A considerably more sanguine view was taken by Santarelli’s J.P. Morgan counterpart, Joseph Greff, who advised investors that the Vietnamese government was likely to come through with deadline extensions, though he noted that Pinnacle is on the hook to help cover the absent working-capital costs. However, due to Pinnacle’s strength in the St. Louis and Lake Charles markets, Greff concluded that the Ho Tram kerfuffle would be but “a minor drag” on the stock.

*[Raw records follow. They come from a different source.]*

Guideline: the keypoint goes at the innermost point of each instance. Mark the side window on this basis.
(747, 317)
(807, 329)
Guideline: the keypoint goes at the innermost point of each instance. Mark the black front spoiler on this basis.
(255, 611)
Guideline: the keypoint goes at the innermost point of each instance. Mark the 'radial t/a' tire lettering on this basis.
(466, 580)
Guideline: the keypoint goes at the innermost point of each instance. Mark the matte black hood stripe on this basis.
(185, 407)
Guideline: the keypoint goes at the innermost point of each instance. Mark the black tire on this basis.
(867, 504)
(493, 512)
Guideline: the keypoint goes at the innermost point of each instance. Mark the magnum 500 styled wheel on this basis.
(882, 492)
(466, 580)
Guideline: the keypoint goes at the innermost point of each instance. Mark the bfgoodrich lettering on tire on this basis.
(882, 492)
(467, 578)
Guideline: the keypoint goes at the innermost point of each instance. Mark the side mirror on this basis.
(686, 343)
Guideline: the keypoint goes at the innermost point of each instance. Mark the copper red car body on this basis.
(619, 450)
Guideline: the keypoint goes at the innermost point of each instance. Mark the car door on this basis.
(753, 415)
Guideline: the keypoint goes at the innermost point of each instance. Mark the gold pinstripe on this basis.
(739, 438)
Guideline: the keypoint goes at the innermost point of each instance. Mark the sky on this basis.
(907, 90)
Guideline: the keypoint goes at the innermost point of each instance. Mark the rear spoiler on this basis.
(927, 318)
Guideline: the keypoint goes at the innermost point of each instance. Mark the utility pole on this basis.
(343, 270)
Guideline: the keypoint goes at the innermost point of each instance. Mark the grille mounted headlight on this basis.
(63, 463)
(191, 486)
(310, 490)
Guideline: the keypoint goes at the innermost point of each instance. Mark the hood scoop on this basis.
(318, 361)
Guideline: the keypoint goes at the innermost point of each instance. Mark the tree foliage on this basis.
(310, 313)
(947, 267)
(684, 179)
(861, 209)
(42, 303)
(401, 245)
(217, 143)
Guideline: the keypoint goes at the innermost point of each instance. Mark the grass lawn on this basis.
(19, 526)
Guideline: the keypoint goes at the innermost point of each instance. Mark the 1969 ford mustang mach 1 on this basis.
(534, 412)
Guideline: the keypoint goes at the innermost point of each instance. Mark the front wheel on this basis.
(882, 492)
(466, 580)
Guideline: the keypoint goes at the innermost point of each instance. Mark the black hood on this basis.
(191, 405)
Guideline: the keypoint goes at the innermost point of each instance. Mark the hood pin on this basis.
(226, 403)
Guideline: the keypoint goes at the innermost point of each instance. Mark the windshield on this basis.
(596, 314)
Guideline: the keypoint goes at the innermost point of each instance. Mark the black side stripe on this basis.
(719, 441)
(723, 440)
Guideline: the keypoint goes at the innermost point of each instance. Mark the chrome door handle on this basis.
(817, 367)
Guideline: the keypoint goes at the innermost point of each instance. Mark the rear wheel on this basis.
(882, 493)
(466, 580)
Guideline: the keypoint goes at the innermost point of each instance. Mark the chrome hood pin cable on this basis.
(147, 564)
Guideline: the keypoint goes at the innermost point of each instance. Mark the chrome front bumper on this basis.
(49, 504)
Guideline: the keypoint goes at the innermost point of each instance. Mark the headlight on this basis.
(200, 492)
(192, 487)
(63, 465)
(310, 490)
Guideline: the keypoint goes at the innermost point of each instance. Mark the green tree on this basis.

Cash is king and nowhere more so than at financially wobbly Caesars Entertainment. The latter just liquidated an ownership stake in Uruguay‘s Conrad Punta del Este Resort & Casino in return for $140 million from Chilean firm Enjoy. It also agreed to purchase a 10% slice of Enjoy, thereby enabling it to mine South America for potential players. The official press release doesn’t explicitly state that Conrad and Enjoy players will be flowed into Total Rewards but strongly implies as much. As for Punta del Este, the Caesars garage sale continues …
Caesars is spending some of that new “mad money” before it’s even been banked, chipping in $25 million more into what is now Horseshoe Baltimore. The project cost will be upped to $400 million, as many as 110 table games are planned and the 3,750-machine slot floor might be downsized (as happened at Horseshoe Cleveland). Some of the cost overrun — from an initial $300 million — isn’t entirely the fault of Caesars or Rock Gaming. The City of Baltimore balked at the initial project design (left), which looked rather too much like a Target store or something of that ilk. Horseshoe Baltimore has literally gone back to the drawing board.

Bigger issue with Horseshoe née Harrah’s Baltimore was that their parking garage was going to be so huge that you wouldn’t be able to see the stadiums from the freeway.